Pensai che avrebbe scatenato gli inferi, non sapevo cosa sarebbe successo a casa mia. Lui invece mi disse: “fantastico, 4 lo prendono in tanti, invece 1 non l’avevo mai sentito. E quindi hai un talento figliolo”. E poi passava dall’ironia ad essere serio: “Cerca di recuperare entro giugno se no sarà una gran brutta estate”. Fine. Non ne abbiamo più parlato. Perché lui credeva in me. E quando credi in un ragazzo non lo devi aiutare, se è bravo ce la fa.

Perché lo dobbiamo aiutare? Io aiuto una signora di 94 anni ad attraversare la strada, ci mancherebbe altro. Perché devo aiutare uno di 18? Al massimo gli posso dire: “Sei connesso? Ecco, questa è la strada, tanti auguri per la tua vita”.

Si raccomandano le persone in difficoltà, non un figlio. Perché devi raccomandare un figlio? Perché non ce la fa? Che messaggio diamo? Siccome tu non ce la fai, ci pensa papà.

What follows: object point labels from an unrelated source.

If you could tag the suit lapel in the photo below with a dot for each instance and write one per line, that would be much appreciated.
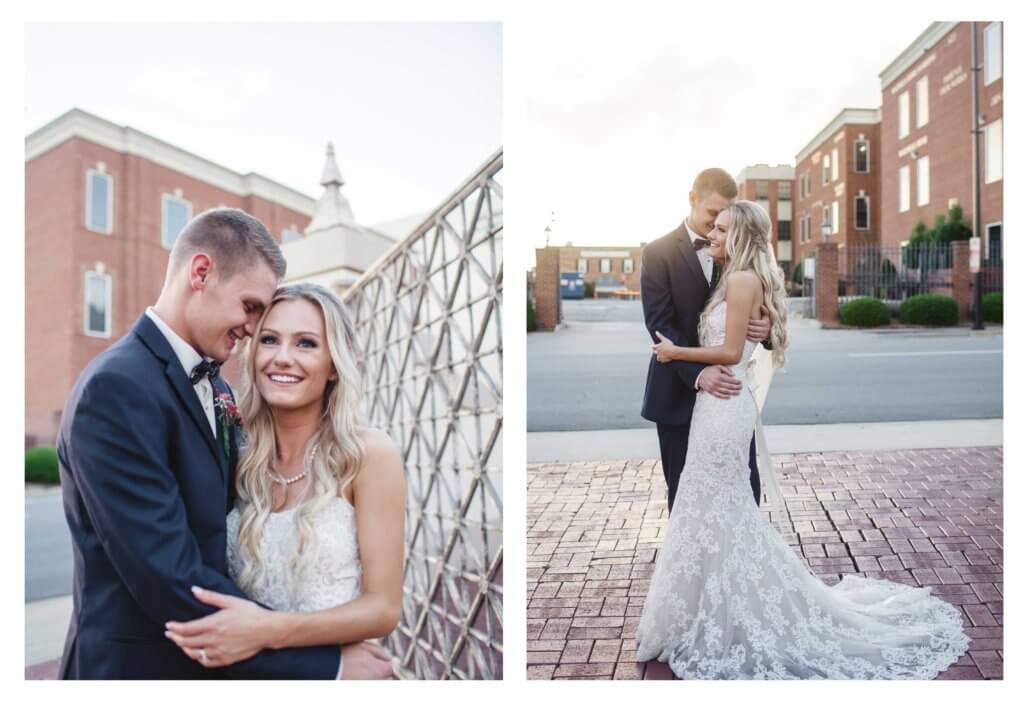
(156, 342)
(690, 255)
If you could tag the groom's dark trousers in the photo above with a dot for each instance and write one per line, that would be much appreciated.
(146, 488)
(674, 292)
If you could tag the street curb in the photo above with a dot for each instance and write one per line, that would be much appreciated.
(571, 446)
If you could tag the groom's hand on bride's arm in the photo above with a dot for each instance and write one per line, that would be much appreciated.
(239, 630)
(759, 331)
(719, 382)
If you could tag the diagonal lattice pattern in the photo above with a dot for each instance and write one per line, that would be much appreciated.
(428, 320)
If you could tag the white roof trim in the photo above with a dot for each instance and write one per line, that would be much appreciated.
(911, 53)
(847, 116)
(764, 172)
(129, 140)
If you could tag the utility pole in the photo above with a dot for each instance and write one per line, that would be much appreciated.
(976, 133)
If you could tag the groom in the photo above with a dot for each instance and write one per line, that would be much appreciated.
(677, 276)
(147, 455)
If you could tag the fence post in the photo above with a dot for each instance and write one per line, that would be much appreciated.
(962, 277)
(826, 285)
(547, 289)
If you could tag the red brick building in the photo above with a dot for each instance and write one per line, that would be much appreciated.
(926, 123)
(771, 186)
(837, 181)
(103, 205)
(608, 267)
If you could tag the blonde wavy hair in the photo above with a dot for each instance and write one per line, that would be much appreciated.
(748, 246)
(339, 450)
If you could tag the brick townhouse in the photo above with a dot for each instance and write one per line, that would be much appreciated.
(927, 145)
(103, 205)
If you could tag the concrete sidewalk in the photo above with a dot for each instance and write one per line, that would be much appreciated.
(567, 446)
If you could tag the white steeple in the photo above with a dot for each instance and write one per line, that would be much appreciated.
(333, 209)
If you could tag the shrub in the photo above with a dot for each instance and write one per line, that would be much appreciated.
(991, 307)
(930, 310)
(864, 312)
(41, 465)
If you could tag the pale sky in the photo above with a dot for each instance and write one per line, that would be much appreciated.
(412, 108)
(622, 116)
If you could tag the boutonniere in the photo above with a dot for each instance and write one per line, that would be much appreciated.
(228, 415)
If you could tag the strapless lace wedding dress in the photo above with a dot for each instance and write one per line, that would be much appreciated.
(730, 600)
(334, 575)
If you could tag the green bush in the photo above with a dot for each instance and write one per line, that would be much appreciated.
(864, 312)
(930, 310)
(991, 307)
(41, 465)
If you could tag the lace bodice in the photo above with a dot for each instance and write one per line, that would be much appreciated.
(714, 335)
(334, 573)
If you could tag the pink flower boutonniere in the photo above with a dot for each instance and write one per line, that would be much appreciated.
(228, 414)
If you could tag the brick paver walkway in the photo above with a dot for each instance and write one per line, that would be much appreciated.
(922, 517)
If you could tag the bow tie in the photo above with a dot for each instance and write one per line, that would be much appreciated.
(207, 367)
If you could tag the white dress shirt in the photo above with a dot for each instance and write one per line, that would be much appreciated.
(188, 357)
(707, 262)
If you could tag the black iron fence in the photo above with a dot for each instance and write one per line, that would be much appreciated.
(895, 272)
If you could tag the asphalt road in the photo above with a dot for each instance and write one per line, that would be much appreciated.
(590, 375)
(47, 552)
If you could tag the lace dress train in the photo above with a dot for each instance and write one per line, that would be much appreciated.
(729, 599)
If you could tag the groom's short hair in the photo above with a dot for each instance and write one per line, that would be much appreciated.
(232, 238)
(715, 180)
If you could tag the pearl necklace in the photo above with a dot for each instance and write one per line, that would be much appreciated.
(275, 476)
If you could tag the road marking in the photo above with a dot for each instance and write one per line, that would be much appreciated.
(879, 355)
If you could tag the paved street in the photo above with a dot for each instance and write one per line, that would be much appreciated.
(931, 517)
(47, 551)
(590, 375)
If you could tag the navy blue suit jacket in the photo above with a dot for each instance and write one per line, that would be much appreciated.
(674, 292)
(146, 488)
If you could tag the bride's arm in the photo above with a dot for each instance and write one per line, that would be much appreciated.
(379, 494)
(740, 292)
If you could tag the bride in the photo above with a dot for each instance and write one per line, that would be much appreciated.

Tante volte ho sentito dire da un genitore: io devo sistemare mio figlio. “Sistemare”. Come un vaso cinese. Dove lo sistemi? Dentro la vetrinetta, sopra l’armadio? Hai messo al mondo un oggetto o hai messo al mondo un’anima? Se hai messo al mondo un’anima non la devi sistemare, l’anima va dove sa andare.

Educare non ha nulla a che fare con la democrazia, dobbiamo comandare noi perché loro sono più piccoli. In uno stagno gli anatroccoli stanno dietro all’anatra. Avete mai visto un’anatra con tutti gli anatroccoli davanti? È impossibile, è contro natura. Perché le anatre sono intelligenti, noi meno.

Un genitore è un istruttore di volo, deve insegnarti a volare. Non è uno che spera che devi restare a casa fino a sessant’anni, così diventi una specie di badante gratis. Questo è egoismo, non c’entra niente con l’amore. L’amore è vederli volare.»

 

Quando ho ascoltato per la prima volta queste parole di Paolo Crepet sono rimasta pietrificata. Quanta verità. Questa folle idea, in un mondo così pieno, di dover dare tutto e di tutto, di dover aiutare i bambini prima e i ragazzi poi a crescere, di dover essere sempre lì pronti a fare qualcosa per loro. Di esserci sempre, rispondere ad ogni loro richiesta magari accontentandoli perché altrimenti potrebbero avere un trauma, potrebbero percepire una mancanza.

Ma veramente così favoriamo il loro naturale e sano sviluppo? Non è che forse il trauma glielo causiamo ad essere presenti e a servirli e riverirli in questo modo un po’ malato?

Attenzione, non sto dicendo che un adulto non debba essere presente.

È una figura di riferimento: che sia un genitore, un insegnante, un nonno, uno zio è giusto che ci sia.

La differenza sta nel come si sceglie di esserci.

Da adulti, prima di tutto, da persone responsabili, che hanno chiarezza di una linea educativa, di cosa serve per crescere bene.

E per crescere bene servono soprattutto i no, più che i .

Servono le regole.

Serve che ci sia una carreggiata entro cui dover stare.

E serve la possibilità di fare esperienza, provare, sbagliare, raddrizzare il tiro.